Namun, adaptasi terhadap paparan panas dalam waktu lama jauh lebih menantang bagi mamalia. Penelitian menunjukkan bahwa saat superbenua terbentuk, hanya sekitar 8 persen hingga 16 persen dari daratan yang dapat dihuni oleh mamalia. Dengan sebagian besar planet mengalami kondisi panas dan kekeringan yang ekstrem, mencari makanan dan udara segar menjadi hampir tidak mungkin.
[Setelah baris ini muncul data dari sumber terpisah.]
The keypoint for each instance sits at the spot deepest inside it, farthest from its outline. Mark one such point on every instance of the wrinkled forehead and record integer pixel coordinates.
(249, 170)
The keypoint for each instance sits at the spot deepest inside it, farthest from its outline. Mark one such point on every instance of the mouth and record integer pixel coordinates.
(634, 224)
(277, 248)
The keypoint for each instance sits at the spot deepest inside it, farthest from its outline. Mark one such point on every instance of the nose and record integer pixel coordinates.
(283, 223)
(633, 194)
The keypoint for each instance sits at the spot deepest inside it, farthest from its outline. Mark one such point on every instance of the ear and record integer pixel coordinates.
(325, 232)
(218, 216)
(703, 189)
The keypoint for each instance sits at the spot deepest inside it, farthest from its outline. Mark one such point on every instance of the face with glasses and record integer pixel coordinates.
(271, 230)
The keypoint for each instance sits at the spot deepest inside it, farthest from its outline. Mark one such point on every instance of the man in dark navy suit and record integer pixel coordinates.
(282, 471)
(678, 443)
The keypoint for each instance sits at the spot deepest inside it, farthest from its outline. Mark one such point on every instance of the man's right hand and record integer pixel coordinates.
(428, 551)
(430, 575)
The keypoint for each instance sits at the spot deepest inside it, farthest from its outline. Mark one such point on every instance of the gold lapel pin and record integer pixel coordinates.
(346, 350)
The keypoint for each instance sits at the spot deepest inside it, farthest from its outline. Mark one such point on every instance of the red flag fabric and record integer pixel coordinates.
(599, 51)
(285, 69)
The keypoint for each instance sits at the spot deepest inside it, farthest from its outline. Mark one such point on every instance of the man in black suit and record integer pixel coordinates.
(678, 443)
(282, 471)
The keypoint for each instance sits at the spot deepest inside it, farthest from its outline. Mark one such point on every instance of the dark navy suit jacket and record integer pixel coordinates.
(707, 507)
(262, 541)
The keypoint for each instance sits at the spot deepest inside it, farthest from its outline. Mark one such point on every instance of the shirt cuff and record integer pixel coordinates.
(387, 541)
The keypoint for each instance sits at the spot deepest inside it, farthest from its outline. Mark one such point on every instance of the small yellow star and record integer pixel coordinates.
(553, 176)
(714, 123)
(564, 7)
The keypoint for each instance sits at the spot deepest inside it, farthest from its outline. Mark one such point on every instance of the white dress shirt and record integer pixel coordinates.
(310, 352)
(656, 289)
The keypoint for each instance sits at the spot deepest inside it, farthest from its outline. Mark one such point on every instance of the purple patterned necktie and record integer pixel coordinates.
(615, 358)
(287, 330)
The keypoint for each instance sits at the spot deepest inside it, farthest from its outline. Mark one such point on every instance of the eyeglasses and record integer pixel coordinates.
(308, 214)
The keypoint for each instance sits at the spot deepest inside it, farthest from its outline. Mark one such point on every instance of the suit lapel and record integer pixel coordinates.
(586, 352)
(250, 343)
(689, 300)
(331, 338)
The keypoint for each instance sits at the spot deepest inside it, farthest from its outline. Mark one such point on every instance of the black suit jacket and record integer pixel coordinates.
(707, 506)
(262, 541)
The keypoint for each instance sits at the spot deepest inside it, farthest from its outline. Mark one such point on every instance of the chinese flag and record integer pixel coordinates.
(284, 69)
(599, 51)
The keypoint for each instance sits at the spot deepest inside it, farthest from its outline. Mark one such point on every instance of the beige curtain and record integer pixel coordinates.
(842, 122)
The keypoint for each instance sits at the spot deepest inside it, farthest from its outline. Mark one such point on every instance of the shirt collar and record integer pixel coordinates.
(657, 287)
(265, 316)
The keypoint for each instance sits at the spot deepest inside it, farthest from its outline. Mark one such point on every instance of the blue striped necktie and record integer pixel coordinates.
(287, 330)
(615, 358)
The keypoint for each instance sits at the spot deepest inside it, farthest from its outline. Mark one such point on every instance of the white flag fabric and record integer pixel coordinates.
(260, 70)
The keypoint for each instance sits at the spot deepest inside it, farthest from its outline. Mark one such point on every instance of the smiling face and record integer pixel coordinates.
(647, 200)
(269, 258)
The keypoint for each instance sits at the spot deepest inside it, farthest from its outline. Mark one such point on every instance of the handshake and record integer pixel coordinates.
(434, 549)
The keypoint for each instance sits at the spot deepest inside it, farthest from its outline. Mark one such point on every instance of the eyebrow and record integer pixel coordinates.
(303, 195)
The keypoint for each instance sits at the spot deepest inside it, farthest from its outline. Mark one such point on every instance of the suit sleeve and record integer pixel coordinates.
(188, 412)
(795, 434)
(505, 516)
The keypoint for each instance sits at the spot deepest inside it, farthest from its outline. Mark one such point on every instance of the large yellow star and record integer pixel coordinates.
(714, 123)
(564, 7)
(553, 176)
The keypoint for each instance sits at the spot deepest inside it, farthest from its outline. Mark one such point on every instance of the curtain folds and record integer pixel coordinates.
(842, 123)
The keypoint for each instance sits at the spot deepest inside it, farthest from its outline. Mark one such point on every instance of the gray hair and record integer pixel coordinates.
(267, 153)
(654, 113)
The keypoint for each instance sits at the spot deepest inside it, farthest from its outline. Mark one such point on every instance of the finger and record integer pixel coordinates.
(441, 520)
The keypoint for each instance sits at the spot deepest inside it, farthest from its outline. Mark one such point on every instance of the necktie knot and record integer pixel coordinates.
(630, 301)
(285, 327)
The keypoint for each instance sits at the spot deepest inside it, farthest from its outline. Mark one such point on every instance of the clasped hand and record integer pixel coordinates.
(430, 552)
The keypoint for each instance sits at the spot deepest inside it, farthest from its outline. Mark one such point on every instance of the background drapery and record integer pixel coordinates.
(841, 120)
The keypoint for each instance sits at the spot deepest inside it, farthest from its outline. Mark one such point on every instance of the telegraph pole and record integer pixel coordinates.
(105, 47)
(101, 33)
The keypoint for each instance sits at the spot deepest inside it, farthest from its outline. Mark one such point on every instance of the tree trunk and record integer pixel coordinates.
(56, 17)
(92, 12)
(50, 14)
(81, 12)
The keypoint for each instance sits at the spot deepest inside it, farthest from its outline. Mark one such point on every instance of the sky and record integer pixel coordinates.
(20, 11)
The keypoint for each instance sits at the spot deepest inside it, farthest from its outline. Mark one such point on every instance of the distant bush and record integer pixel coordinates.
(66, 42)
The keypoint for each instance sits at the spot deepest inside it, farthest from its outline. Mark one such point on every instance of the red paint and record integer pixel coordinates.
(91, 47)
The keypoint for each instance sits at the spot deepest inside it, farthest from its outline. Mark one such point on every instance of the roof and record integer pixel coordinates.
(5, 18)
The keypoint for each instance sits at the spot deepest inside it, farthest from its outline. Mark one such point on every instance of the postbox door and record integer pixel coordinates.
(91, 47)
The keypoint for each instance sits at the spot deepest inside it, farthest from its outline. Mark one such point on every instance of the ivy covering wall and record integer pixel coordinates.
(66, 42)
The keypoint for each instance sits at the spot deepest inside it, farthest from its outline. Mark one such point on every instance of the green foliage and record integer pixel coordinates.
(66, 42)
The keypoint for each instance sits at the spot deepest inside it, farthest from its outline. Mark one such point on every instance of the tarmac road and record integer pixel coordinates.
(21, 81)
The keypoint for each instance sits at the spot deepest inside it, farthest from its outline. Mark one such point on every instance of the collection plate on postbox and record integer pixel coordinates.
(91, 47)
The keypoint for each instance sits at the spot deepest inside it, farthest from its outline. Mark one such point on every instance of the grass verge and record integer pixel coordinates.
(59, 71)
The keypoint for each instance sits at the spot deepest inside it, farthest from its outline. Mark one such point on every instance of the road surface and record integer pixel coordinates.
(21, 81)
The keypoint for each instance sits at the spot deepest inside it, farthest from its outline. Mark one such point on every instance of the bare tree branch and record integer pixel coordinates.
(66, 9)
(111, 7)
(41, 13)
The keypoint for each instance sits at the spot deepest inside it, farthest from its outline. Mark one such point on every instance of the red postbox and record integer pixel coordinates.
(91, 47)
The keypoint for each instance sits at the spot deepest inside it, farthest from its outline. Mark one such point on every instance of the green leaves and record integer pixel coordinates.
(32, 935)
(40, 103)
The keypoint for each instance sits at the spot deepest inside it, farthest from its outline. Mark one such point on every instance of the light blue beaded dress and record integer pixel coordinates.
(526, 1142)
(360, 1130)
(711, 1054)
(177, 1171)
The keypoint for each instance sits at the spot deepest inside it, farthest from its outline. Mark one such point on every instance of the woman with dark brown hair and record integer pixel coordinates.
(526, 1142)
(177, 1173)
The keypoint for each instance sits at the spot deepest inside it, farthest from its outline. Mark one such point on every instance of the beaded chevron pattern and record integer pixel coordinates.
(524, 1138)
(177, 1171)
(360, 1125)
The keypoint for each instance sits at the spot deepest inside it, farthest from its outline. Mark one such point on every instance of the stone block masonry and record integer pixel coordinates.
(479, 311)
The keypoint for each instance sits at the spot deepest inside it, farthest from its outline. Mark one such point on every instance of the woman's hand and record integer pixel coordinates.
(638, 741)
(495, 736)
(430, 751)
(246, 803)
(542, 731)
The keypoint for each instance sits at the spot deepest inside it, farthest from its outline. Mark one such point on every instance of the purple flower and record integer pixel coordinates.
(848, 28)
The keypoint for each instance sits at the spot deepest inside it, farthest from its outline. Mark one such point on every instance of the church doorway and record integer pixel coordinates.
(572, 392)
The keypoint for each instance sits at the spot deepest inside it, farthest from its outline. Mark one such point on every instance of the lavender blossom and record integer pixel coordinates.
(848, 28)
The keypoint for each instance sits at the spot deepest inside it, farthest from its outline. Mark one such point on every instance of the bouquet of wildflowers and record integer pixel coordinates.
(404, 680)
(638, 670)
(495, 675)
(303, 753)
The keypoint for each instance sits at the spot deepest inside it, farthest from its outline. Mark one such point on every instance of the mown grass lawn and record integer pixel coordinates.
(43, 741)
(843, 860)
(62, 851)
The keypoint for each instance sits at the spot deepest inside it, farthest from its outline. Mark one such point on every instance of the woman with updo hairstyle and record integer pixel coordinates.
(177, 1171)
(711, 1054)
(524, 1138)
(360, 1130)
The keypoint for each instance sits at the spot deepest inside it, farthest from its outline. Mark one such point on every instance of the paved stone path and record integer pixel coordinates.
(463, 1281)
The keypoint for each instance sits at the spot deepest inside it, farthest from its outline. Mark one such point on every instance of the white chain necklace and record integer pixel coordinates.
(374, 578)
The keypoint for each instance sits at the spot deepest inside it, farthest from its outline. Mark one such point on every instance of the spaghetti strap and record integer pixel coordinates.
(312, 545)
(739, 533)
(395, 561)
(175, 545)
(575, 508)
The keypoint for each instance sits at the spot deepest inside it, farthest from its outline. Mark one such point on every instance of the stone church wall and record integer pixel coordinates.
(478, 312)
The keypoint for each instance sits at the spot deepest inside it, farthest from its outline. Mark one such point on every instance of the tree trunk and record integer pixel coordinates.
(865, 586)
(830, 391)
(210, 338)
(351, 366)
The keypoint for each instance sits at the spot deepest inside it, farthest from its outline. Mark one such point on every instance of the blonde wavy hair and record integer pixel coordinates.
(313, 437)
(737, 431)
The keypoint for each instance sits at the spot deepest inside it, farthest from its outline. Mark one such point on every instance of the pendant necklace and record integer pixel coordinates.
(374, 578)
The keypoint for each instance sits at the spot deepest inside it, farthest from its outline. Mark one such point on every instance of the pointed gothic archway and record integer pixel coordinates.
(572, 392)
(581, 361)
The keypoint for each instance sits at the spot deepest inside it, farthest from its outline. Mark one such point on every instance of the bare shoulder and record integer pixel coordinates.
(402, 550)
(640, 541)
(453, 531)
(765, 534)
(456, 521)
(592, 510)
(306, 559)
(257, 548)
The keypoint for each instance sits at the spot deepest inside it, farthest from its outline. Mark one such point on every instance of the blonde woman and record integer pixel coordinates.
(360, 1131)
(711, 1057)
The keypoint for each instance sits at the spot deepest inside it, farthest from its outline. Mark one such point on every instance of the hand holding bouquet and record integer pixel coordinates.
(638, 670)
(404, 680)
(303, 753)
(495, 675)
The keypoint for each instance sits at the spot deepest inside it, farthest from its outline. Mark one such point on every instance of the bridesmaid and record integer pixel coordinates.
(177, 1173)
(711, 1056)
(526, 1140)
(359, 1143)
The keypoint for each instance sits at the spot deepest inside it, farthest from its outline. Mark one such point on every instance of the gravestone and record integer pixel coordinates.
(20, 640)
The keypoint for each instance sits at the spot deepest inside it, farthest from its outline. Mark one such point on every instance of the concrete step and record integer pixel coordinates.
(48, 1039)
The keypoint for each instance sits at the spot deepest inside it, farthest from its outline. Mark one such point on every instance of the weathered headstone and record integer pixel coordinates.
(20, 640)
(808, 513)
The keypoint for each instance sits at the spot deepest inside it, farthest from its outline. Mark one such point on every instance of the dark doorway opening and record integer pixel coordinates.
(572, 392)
Dalam situasi seperti ini, keberlangsungan hidup mamalia sangat terancam, dan upaya mereka untuk beradaptasi menghadapi kondisi yang semakin sulit menjadi semakin terbatas.
Tata Letak Benua
Penelitian yang dilakukan dalam kerangka proyek yang didanai oleh UK Research and Innovation Natural Environment Research Council (UKRI NERC) ini menekankan pentingnya pemahaman mengenai tata letak benua dalam studi planet-planet di luar sistem tata surya kita, yang dikenal sebagai exoplanet.
Tim ilmuwan internasional menggunakan model iklim untuk mensimulasikan berbagai tren seperti suhu, angin, hujan, dan kelembapan pada superkontinen yang diprediksi akan terbentuk dalam 250 juta tahun ke depan, yang dinamakan Pangea Ultima.
Untuk memperkirakan kadar CO2 di masa depan, tim ini mengaplikasikan model pergerakan lempeng tektonik serta model kimia dan biologi lautan guna memetakan aliran masuk dan keluar CO2. Perhitungan terkait kadar CO2 ini dipimpin oleh Profesor Benjamin Mills dari Universitas Leeds, Inggris, yang menyatakan bahwa kadar CO2 dapat mengalami peningkatan dari sekitar 400 parts per million (ppm) saat ini menjadi lebih dari 600 ppm dalam jutaan tahun mendatang.